You buy a lottery ticket, for no good reason. Indeed, you know that the chance that your ticket will win is at least 10 million to one, since at least 10 million tickets have been sold, as you learn later on the evening news, before the drawing (assume that the lottery is fair and that a winning ticket exists).

So you are rationally justified in believing that your ticket will lose—in fact, you’d be crazy to believe that your ticket will win. Likewise, you are justified in believing that your friend Jane’s ticket will lose, that your uncle Harvey’s ticket will lose, that your dog Ralph’s ticket will lose, that the ticket bought by the guy ahead of you in line at the convenience store will lose, and so on for each ticket bought by anyone you know or don’t know. In general, for each ticket sold in the lottery, you are justified in believing: “That ticket will lose.”

It follows that you are justified in believing that all tickets will lose, or (equivalently) that no ticket will win. But, of course, you know that one ticket will win. So you’re justified in believing what you know to be false (that no ticket will win). How can that be?

The lottery constitutes an apparent counterexample to one version of a principle known as the deductive closure of justification:
If one is justified in believing P and justified in believing Q, then one is justified in believing any proposition that follows deductively (necessarily) from P and Q.
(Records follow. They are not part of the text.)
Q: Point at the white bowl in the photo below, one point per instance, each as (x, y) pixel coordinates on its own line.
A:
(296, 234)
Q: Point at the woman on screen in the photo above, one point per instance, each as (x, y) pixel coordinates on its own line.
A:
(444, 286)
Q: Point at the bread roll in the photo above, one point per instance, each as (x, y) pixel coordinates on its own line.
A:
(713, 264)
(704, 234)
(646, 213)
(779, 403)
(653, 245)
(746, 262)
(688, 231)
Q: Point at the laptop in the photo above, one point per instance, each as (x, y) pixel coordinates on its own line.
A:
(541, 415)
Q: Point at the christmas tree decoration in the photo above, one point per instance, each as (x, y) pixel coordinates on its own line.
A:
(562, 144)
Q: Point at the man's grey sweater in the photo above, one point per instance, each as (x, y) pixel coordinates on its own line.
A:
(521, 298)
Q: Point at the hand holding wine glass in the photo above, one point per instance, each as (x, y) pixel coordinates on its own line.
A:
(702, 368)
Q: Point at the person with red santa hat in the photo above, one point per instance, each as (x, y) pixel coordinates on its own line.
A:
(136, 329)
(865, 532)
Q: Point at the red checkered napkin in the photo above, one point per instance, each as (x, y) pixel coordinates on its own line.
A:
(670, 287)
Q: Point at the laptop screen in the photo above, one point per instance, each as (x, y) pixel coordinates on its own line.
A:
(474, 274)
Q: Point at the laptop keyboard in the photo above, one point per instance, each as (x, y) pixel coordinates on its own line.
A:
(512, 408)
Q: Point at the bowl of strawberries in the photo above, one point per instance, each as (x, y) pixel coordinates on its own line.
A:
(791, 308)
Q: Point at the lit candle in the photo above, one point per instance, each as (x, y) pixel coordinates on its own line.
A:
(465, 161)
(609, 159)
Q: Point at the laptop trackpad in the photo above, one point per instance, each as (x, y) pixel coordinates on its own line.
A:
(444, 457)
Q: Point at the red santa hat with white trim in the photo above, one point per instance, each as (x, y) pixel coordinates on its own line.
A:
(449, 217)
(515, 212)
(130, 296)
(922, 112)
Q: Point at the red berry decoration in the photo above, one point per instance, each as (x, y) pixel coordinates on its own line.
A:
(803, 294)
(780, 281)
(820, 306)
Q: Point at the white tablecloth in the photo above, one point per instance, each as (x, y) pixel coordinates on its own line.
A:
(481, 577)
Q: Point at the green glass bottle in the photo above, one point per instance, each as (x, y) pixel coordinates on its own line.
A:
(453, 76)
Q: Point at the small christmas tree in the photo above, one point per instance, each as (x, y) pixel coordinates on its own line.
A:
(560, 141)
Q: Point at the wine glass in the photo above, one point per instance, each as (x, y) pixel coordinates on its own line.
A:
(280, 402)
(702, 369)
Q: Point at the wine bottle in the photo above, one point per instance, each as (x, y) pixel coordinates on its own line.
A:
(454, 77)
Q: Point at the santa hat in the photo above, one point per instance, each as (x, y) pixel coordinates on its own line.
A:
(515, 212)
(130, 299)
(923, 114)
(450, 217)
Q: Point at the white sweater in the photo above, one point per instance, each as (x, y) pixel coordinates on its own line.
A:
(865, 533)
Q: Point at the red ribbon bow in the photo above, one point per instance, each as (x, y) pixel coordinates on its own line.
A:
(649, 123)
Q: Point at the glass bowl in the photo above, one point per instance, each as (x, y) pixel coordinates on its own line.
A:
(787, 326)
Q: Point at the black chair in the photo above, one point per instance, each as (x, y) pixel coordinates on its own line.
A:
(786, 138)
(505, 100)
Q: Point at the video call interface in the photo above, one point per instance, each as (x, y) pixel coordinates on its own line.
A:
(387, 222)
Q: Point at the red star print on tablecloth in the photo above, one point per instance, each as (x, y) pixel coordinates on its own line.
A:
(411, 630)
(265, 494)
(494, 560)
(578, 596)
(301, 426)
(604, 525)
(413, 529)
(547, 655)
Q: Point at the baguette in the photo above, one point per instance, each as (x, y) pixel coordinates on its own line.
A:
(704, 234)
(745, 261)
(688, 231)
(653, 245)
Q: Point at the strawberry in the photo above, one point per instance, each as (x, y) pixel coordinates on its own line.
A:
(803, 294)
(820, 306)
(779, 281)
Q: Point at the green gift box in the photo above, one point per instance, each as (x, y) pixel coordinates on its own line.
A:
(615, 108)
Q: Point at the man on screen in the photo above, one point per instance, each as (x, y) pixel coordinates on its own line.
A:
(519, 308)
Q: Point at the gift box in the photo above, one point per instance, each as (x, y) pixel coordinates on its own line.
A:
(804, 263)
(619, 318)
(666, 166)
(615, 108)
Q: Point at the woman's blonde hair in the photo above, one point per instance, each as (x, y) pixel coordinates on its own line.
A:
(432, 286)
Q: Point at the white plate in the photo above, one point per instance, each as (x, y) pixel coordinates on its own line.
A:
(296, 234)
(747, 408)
For example, if I am justified in believing that my lottery ticket is in the envelope (because I put it there), and if I am justified in believing that the envelope is in the paper shredder (because I put it there), then I am justified in believing that my lottery ticket is in the paper shredder.

Since its introduction in the early 1960s, the lottery paradox has provoked much discussion of possible alternatives to the closure principle, as well as new theories of knowledge and belief that would retain the principle while avoiding its paradoxical consequences.